Performing a correct domain redirection from the domain without WWW to the domain with WWW or vice versa has certain advantages for SEO:

  • Prevents duplicate content problems in Google
  • Prevents possible PageRank fragmentation between subdomains
  • Prevents fragmentation of inbound links popularity
  • It gives your website general consistency

If your domain has already been indexed by Google without the WWW you may lower your PageRank temporarily when applying changes. In any case, as you indicate in the code that it is a 301 permanent redirect, Google will soon pass all your PageRank and inbound links to the new domain.

The .htaccess file

A permanent redirection can be created with the .htaccess file.
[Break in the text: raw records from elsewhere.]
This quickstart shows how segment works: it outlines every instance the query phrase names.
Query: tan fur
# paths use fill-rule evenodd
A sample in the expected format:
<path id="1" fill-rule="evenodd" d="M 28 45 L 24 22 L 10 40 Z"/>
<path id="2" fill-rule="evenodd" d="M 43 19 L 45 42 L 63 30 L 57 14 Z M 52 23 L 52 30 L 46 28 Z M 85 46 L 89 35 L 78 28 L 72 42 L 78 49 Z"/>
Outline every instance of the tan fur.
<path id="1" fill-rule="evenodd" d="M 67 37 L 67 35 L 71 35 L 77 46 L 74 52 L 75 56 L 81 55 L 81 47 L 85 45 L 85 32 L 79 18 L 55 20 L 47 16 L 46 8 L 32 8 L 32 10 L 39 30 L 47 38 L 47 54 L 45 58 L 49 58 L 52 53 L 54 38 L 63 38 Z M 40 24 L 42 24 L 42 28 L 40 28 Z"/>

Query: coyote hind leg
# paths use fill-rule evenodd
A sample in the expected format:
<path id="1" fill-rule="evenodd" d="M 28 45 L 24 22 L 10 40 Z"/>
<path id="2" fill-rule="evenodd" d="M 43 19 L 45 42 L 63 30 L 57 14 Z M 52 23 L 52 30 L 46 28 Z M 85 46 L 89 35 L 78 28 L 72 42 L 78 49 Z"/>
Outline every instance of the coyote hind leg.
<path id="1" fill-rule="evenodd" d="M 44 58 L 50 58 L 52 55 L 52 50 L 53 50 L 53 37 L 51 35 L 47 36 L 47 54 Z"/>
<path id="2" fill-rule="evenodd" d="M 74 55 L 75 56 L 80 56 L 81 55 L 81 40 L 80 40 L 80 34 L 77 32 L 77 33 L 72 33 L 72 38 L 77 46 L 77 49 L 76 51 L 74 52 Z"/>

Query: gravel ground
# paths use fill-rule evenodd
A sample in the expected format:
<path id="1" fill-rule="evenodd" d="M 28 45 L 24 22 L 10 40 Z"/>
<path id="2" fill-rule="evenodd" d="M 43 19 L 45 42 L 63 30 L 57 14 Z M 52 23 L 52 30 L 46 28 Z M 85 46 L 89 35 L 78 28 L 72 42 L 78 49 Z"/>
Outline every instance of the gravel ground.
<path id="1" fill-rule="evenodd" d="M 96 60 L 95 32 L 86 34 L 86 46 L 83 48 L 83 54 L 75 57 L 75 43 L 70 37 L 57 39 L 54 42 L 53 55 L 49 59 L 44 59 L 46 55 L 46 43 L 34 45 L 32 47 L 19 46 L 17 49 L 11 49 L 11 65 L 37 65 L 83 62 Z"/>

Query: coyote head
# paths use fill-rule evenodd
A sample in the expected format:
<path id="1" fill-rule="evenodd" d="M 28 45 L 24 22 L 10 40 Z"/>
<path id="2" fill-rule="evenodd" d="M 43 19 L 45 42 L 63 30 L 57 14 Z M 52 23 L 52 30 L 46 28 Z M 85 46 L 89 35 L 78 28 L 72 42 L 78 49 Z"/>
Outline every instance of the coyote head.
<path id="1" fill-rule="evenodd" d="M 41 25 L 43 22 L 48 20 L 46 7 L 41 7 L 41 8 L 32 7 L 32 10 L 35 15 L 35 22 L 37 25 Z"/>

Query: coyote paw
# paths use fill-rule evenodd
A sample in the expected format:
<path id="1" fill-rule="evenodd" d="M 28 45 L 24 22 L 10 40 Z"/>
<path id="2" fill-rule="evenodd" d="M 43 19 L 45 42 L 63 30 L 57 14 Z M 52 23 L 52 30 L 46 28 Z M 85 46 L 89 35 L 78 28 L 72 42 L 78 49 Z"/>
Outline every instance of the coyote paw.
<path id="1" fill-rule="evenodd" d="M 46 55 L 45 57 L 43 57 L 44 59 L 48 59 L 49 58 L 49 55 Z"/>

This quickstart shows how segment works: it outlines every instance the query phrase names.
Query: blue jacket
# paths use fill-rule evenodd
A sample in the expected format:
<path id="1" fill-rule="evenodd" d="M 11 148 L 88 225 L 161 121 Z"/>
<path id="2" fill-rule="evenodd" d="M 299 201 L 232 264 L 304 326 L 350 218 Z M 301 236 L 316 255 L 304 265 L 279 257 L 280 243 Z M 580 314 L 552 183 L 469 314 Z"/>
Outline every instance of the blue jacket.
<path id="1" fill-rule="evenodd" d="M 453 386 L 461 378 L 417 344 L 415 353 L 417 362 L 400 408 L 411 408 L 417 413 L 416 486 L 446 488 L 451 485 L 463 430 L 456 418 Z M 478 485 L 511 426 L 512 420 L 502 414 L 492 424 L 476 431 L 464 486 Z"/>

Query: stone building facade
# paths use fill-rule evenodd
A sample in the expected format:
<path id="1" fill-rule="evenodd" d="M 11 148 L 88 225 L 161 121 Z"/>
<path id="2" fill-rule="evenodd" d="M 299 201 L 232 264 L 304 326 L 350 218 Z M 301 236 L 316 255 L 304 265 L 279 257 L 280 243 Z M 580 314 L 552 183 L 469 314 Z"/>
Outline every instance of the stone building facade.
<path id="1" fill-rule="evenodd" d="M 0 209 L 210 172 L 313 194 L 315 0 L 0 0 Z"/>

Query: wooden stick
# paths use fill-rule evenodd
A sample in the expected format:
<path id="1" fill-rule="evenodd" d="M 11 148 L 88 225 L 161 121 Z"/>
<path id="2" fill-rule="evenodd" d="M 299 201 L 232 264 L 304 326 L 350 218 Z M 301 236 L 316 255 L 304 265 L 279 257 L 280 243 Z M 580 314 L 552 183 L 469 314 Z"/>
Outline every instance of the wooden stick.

It is a hidden file located in the root folder of your website, so you’ll have to activate the “view hidden files” option in your FTP client preferences.

.htaccess File

The .htaccess file in the root folder of a WordPress website

The redirect code

Non-www to www

If you use the following code in your .htaccess file you will create a permanent 301 redirect from the domain without WWW to the domain with WWW:

RewriteEngine On
RewriteCond %{HTTP_HOST} !^www\.
RewriteRule ^(.*)$ http://www.%{HTTP_HOST}/$1 [R=301,L]

www to non-www

On the other hand, if you use the following code the redirection will be from the domain with WWW to the domain without WWW (replace “yourdomain” and “.com” for your domain name and the TLD of your Website):

RewriteEngine On
RewriteCond %{HTTP_HOST} !^yourdomain\.com$ [NC]
RewriteRule ^(.*)$ http://yourdomain.com/$1 [R=301,L]

Key takeaways

  • Always pick one canonical version (www or non-www). Both versions live = duplicate content.
  • Use a 301 (permanent) redirect, not 302. Only 301 passes PageRank.
  • .htaccess lives in the root folder of your site. Enable “show hidden files” in your FTP client.
  • Expect a temporary PageRank dip if you switch versions on an indexed site. Google reconciles it within weeks.
  • For HTTPS sites, also redirect HTTP to HTTPS in the same .htaccess block.

FAQ

Should I use www or non-www?

Either works for SEO. Pick the one that matches your branding and stick with it. Bigger brands tend to use non-www (e.g. github.com); some legacy sites prefer www. Just don’t serve both.

Is a 302 redirect okay instead of 301?

No. 302 is a temporary redirect and does not pass PageRank consistently. For canonical version redirects, always use 301.

Does this work on Nginx?

No. .htaccess is Apache-specific. On Nginx, configure the redirect in your server block with a return 301 directive.